How can I help build Legos?
The best way to get involved with Lego development is to participate in the Gitcoin and/or Open Data Science communities. Data scientists are required to analyze Gitcoin data and identify signals that can be used to find Sybils. Developers are required to turn those signals into Legos. There is also a great need for people to work on UX and documentation. A great way to start participating is to join a community hackathon.
Hackathon
The Open Data Community is a fast-growing open community founded by Gitcoin. Our mission is to protect web3 by fighting Sybil attackers and resisting recentralization at the data layer.

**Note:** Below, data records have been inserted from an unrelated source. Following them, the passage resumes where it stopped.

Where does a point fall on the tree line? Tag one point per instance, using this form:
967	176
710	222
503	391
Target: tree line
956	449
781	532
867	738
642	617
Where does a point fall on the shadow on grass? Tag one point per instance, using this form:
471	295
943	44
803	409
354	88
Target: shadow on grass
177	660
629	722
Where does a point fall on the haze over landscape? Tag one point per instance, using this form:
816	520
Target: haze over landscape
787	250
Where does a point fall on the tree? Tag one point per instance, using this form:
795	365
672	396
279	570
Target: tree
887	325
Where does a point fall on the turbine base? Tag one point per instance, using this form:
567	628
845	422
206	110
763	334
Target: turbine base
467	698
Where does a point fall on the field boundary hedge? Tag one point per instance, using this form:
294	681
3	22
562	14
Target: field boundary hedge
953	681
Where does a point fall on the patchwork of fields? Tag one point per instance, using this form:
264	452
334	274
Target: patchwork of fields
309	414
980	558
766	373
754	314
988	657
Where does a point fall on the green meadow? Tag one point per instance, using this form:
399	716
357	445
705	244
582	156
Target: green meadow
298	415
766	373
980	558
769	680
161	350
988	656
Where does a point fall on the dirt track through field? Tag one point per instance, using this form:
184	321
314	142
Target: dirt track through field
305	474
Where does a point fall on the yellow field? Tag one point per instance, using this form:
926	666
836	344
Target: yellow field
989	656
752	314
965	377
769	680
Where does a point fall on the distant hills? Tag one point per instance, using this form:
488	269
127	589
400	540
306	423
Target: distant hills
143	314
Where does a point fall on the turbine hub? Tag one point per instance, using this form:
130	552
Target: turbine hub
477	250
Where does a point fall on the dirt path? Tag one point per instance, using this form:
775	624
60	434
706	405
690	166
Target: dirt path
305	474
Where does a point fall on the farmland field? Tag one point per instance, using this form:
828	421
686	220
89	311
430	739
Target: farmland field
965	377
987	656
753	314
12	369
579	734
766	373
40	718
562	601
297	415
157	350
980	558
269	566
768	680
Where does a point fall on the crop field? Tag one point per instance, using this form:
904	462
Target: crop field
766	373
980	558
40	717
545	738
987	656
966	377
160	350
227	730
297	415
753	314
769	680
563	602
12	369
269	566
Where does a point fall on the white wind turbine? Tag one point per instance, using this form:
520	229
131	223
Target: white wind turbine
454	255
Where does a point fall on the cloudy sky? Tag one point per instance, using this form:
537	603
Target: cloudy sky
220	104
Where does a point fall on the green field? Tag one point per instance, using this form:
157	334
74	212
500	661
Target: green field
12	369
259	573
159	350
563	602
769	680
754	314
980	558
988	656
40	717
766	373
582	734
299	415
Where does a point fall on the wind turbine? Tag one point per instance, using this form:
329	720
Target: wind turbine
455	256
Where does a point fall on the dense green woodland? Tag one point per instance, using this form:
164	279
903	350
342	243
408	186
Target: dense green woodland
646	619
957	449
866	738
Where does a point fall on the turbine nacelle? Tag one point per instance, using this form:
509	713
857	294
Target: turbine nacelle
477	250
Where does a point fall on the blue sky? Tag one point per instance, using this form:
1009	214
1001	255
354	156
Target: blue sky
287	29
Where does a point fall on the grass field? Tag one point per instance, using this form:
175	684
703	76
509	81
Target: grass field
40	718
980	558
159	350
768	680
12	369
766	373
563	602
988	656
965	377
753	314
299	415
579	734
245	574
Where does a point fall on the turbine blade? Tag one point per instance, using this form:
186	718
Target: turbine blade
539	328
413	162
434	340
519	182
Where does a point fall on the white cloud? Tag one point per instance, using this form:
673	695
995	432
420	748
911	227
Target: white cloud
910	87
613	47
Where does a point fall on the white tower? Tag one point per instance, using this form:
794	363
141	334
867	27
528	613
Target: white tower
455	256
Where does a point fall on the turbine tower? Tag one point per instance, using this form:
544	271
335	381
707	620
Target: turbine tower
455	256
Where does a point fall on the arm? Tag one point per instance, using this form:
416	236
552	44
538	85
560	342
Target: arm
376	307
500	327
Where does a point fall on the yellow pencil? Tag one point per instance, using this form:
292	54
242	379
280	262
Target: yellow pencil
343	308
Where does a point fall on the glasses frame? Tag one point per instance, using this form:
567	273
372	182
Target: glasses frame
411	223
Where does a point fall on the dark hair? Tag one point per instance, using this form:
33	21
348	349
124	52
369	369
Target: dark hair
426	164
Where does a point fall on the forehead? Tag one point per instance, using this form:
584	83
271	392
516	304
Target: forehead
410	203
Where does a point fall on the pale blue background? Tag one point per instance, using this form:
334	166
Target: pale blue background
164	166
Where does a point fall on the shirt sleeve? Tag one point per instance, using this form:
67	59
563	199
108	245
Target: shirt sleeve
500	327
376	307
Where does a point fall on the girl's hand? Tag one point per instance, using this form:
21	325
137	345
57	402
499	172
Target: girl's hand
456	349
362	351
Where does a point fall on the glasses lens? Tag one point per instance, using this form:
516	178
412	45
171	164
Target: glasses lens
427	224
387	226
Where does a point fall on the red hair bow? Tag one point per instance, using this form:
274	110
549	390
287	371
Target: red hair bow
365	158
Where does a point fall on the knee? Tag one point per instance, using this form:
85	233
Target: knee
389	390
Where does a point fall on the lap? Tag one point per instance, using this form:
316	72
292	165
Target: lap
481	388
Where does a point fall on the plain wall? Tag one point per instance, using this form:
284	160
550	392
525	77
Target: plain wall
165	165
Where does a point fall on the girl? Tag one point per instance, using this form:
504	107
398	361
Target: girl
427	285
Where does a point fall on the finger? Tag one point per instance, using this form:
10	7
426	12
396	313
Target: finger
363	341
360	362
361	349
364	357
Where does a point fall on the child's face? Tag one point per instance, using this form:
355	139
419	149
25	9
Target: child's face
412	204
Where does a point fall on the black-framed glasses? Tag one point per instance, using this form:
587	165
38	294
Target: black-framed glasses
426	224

In January 2023 the Open Data Community and Gitcoin will host a hackathon specifically for anti-Sybil Lego builders. Hackers will have access to open data technology such as the decentralized node provider, Pocket, and decentralized data from Ocean Protocol. These tools will be used to hackers to build useful Sybil defense algorithms for Gitcoin’s grants protocol. To help builders get off the ground there will be a set of algorithms-of-interest that we would like to see developed into Legos. There may also be more points available for builders that go outside of the suggested data/algorithms and create new ideas from novel data sources.
This hackathon builds upon the success of the inaugural hackathon in autumn 2022. That previous hackathon yielded several novel algorithms that are now being developed into algorithms for the upcoming Gitcoin grants protocol - we want to build on this success and add more algorithms to the anti-Sybil toolbox.